Cross-Validation: Evaluating and Selecting Models
Cross-validation is a powerful technique for evaluating model performance and selecting the best hyperparameters. It helps to prevent overfitting during model selection and provides a more reliable estimate of a model’s generalization ability.
The Need for Cross-Validation:
If we repeatedly use the same test dataset to evaluate different models and hyperparameter settings, the test set effectively becomes part of the training process, leading to overfitting to the test set. Cross-validation addresses this by using separate validation sets for model selection.
Data Splitting for Cross-Validation:
To perform cross-validation, we typically divide the dataset into three sets:
- Training Set: Used to train the machine learning models.
- Validation Set: Used to evaluate different models and hyperparameter settings during model selection.

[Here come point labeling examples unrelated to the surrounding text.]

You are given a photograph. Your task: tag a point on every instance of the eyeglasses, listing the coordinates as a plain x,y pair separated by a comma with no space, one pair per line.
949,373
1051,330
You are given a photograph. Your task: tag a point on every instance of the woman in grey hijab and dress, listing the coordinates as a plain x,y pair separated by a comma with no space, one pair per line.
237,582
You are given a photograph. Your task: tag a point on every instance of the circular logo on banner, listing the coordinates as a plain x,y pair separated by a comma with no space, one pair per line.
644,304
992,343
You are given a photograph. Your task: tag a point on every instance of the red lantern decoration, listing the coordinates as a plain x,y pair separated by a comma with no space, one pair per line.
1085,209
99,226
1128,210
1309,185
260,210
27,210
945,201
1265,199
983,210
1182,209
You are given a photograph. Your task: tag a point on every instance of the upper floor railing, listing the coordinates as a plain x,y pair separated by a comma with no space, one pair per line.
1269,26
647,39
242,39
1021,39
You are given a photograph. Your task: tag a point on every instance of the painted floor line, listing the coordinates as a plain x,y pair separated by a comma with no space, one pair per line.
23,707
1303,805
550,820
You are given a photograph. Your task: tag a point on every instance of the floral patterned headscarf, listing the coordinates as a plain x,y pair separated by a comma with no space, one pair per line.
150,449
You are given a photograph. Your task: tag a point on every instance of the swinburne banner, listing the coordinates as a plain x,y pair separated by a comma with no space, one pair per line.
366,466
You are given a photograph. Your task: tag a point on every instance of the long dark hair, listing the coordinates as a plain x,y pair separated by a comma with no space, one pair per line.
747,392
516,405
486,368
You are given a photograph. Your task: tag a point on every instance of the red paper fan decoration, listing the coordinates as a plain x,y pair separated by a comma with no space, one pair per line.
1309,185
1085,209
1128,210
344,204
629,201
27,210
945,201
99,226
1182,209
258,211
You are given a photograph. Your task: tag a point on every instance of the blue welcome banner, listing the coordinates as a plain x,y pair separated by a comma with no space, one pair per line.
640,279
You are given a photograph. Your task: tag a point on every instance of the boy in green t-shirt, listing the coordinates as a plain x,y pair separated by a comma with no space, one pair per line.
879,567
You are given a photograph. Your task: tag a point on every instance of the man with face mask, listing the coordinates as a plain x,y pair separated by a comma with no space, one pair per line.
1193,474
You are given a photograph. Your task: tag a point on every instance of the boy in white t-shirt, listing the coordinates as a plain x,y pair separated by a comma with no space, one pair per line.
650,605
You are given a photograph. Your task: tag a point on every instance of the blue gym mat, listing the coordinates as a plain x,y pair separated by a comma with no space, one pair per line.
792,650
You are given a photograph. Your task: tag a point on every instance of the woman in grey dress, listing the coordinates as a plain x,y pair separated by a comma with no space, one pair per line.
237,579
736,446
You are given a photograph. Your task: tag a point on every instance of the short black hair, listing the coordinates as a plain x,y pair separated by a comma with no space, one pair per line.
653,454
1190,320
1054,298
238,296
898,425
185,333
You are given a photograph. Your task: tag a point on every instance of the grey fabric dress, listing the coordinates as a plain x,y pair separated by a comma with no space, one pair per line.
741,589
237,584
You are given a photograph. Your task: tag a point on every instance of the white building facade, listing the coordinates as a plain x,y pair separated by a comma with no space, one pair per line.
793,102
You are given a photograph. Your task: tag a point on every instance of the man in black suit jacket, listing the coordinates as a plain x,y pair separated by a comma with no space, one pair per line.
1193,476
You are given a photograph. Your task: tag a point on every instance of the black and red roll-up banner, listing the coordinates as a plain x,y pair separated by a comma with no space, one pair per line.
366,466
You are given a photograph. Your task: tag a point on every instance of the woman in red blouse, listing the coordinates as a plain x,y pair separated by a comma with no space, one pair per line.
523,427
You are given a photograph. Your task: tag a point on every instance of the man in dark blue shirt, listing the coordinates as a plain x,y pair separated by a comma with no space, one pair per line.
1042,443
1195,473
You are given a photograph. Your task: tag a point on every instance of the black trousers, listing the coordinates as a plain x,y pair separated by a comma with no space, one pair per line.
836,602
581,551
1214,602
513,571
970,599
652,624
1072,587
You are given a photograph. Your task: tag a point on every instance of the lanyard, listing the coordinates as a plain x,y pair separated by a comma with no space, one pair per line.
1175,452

- Test Set: Held-out dataset used for final evaluation of the chosen model after model selection.
K-Fold Cross-Validation:
K-fold cross-validation is a widely used technique when the amount of data is limited. It maximizes the use of available data for both training and validation.
7 Steps of K-Fold Cross-Validation (for Hyperparameter Selection):
- Split Data: Divide the training data into K equal-sized folds (e.g., K=5 or K=10).
- Hyperparameter Grid: Define a set of hyperparameter values to evaluate.
- Iterate through Hyperparameters: For each set of hyperparameters:
4. Inner Loop (K-Fold Validation):- For each fold k from 1 to K:
- Train the model on the remaining K-1 folds.
- Evaluate the model’s performance on the k-th fold (validation fold).
- Calculate the average performance metric across all K folds. This is the cross-validation performance for the current hyperparameter set.
- For each fold k from 1 to K:
- Select Best Hyperparameters: Choose the hyperparameter set that yields the best average cross-validation performance.
- Train Final Model: Train the final model using the selected hyperparameters on the entire training dataset.
- Evaluate on Test Set: Evaluate the final model’s performance on the held-out test set to get an unbiased estimate of its generalization ability.
Cross-validation allows us to tune hyperparameters and select models using only the training data, preserving the test set for a truly independent final evaluation.
Understanding Feature Importance in Machine Learning – Further explore related concepts in machine learning.
Frequently Asked Questions
What is the difference between AI and ML?
Artificial intelligence (AI) is the broader field encompassing the creation of intelligent machines capable of mimicking human cognitive abilities like learning, problem-solving, and decision-making. Machine learning (ML) is a specific approach within AI that focuses on enabling machines to learn from data and improve their performance on tasks without explicit programming for every step. ML is a tool used to achieve AI.
What are the 4 types of machine learning?
While often categorized into three, machine learning is sometimes described as having four types:
- Supervised Learning: Learning from labeled data.
- Unsupervised Learning: Learning from unlabeled data.
- Semi-Supervised Learning: Learning from a combination of labeled and unlabeled data.
- Reinforcement Learning: Learning through interaction with an environment and reward feedback.
What’s the difference between machine learning and deep learning?
Machine learning is a broad field encompassing various algorithms that enable machines to learn from data. Traditional machine learning often requires feature engineering and human intervention to guide the learning process. Deep learning is a subfield of machine learning that utilizes artificial neural networks with multiple layers (deep neural networks). Deep learning excels at automatically learning complex features from raw data, often requiring less human intervention compared to traditional machine learning for feature engineering and model refinement. Deep learning is particularly powerful for complex tasks like image recognition and natural language processing.